Comprehensive but one sided

This documentary is a rather good run down of the tragic events which took place at one of the American Titian II missile silos near Damascus AK. This documentary clearly explains the reasons and the errors made during an maintenance cycle of the missile itself and the subsequent damage and consequences of that event.

Unfortunately, this documentary is rather one sided. The main interviews are with ex Air Force personnel that were disciplined for their actions when they felt they should have been rewarded. As one how served in the armed forces, this is difficult to swallow as the two disciplined were rightly disciplined despite the fact they worked very hard and risked their lives to correct the issue. The fact they did so is the reason they were not court marshaled and sent to prison. One was given a rather light punishment of an LOR as he was the individual who caused the accident in the first place. The second was given an Article 15 for breaking the two man rule when dealing with nuclear weapons (he was very lucky he as not given a 20 year prison term for that). While I salute his reasons for going in alone, you just don’t do that period. I also salute his courage and gallantry in trying to resolve the problem. Again, this why he did not get prison.

All in all, this worth a look. Just remember it is one sided and the there is also an annoying drum beat of the risk of this weapon exploding in a nuclear fashion. Based on physics of these devices, that chance may not be zero but it is also not more than 1% either.

on the edge of the abyss

The message of Robert Kenner’s documentary Command and Control is crisp and scary. Atomic weapons are man-made machines. Man-made machines sooner or later break. A very serious accident, or even atomic apocalypse is only a matter of time. Actually a very serious accident did happen in 1980 at a nuclear missile in Arkansas, when the area around, the continent and maybe the whole world was close to a disaster maybe similar in proportions to the one that happened in Chernobyl in Ukraine (than part of the Soviet Union) a few years later.

I liked the low-key documentary style of this production. The authors restrained from commenting too much (although there are a few punch lines) and let the facts speak. It is amazing how much filmed material was available if we are taking into account the classified nature of the events that took place. We can also draw some conclusions, this being mostly left to us, viewers. At the end of the day the safety systems in place worked, but the wrong decisions of the human factors did not lack either. What was different from the incident in the Soviet Union besides the very existence and quality of the safety equipment was also the fact that the decisions were made at a relative low level, and eventually the right decisions prevailed. Heroism was there, at least one precious life was lost, and several people remained with physical and psychological traumas, not to speak about the imposed silence about the events. For these people the film is an act of recovery and rehabilitation which seems to be well deserved.

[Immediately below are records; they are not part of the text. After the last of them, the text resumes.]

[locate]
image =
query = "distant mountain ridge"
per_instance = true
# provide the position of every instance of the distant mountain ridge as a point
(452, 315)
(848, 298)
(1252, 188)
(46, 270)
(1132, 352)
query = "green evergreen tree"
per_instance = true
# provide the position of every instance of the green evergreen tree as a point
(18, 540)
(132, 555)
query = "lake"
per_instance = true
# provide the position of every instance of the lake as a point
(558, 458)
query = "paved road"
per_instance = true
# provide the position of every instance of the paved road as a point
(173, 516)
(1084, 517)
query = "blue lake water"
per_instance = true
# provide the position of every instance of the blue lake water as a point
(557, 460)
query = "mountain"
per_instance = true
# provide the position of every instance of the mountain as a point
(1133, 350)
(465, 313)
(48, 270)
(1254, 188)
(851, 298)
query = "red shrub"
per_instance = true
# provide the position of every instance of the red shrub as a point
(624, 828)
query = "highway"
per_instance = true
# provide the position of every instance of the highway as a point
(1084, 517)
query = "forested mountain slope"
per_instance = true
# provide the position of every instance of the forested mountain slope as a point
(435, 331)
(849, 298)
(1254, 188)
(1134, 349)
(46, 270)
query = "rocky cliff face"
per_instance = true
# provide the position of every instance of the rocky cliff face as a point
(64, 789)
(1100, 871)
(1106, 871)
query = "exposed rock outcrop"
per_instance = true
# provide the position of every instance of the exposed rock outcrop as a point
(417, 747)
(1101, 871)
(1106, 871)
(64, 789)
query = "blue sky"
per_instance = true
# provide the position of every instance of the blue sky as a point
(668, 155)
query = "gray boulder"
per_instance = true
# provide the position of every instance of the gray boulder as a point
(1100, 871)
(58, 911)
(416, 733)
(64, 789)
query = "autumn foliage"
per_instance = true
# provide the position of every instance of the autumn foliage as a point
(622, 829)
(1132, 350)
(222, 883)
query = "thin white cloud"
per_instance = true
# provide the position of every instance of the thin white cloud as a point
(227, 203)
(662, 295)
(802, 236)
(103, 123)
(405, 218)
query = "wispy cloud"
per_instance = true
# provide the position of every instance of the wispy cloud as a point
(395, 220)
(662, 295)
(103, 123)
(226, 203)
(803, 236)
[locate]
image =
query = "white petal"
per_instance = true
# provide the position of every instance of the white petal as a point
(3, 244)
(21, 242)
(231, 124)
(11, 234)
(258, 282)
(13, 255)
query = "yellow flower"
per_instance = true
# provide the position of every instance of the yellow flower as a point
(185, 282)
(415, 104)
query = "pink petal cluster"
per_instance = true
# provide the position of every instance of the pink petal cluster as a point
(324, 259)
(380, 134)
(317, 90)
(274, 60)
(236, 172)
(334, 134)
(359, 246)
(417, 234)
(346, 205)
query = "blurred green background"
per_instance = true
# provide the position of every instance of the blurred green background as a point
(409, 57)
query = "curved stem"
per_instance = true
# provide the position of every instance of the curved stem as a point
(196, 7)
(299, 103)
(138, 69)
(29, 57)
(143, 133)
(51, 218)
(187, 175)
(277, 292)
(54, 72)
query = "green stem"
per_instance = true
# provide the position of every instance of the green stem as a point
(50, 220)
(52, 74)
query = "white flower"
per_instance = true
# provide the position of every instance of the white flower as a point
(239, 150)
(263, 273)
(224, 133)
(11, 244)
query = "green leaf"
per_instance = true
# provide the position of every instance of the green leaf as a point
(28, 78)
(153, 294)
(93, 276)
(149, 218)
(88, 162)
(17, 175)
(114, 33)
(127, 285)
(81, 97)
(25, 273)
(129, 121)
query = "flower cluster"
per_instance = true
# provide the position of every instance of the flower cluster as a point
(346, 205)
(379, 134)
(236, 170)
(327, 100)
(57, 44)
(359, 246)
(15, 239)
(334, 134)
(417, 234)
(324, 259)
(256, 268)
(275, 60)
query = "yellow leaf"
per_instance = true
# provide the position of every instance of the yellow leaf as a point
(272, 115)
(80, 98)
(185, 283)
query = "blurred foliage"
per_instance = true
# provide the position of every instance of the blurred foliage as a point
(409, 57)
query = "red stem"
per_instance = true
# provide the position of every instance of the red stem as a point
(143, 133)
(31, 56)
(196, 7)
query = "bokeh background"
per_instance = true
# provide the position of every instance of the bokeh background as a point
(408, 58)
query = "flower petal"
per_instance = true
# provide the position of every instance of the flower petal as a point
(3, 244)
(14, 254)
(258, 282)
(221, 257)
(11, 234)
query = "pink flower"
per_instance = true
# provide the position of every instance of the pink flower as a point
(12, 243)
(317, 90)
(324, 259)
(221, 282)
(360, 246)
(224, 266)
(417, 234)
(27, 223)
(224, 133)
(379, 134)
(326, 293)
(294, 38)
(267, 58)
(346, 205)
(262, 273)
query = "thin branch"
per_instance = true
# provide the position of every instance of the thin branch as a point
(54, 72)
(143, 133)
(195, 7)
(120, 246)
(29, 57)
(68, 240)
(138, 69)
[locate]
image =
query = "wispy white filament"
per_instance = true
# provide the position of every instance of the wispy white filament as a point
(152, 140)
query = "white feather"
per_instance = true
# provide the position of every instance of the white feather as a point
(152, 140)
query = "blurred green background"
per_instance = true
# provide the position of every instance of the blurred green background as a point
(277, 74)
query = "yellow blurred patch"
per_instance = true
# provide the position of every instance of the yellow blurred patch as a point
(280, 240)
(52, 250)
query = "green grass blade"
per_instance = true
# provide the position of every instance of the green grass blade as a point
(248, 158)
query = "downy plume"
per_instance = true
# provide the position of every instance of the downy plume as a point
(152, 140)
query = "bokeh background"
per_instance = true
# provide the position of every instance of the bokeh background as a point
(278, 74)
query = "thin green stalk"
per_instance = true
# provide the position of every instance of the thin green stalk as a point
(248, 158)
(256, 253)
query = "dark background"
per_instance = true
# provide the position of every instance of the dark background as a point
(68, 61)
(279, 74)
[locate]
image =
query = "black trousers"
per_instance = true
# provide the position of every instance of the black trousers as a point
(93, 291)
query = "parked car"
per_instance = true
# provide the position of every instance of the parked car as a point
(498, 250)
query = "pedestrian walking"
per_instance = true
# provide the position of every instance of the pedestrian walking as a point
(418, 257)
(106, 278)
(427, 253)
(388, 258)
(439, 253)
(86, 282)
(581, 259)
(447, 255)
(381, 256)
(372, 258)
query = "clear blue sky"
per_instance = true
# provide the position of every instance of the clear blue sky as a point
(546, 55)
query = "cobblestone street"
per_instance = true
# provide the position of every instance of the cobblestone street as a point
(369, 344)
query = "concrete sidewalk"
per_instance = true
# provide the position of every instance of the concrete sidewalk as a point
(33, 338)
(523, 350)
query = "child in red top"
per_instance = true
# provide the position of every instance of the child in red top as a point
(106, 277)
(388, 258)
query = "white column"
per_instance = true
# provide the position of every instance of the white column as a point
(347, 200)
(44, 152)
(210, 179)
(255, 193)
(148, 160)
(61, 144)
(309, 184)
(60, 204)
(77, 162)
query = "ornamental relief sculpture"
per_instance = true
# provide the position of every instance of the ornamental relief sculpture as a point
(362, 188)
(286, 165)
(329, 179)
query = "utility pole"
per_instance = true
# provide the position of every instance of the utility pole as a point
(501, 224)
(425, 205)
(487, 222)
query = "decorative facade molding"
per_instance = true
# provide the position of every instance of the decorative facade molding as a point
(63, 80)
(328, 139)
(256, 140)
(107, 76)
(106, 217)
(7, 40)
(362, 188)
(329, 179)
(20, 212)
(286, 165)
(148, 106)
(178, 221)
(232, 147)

One more thought could not escape me when seeing this film – how young the heroes of this story were. The safety of the nuclear devices was put in the hands of very young people in uniform, who were only a few years before just kids. Many of the members of the emergency teams were also very young. Maybe one day a film needs to be made about those kids, or men and women who have been so recently kids to whom we trust not only the manipulation of deadly weapons, but the very existence of the planet and of life on it.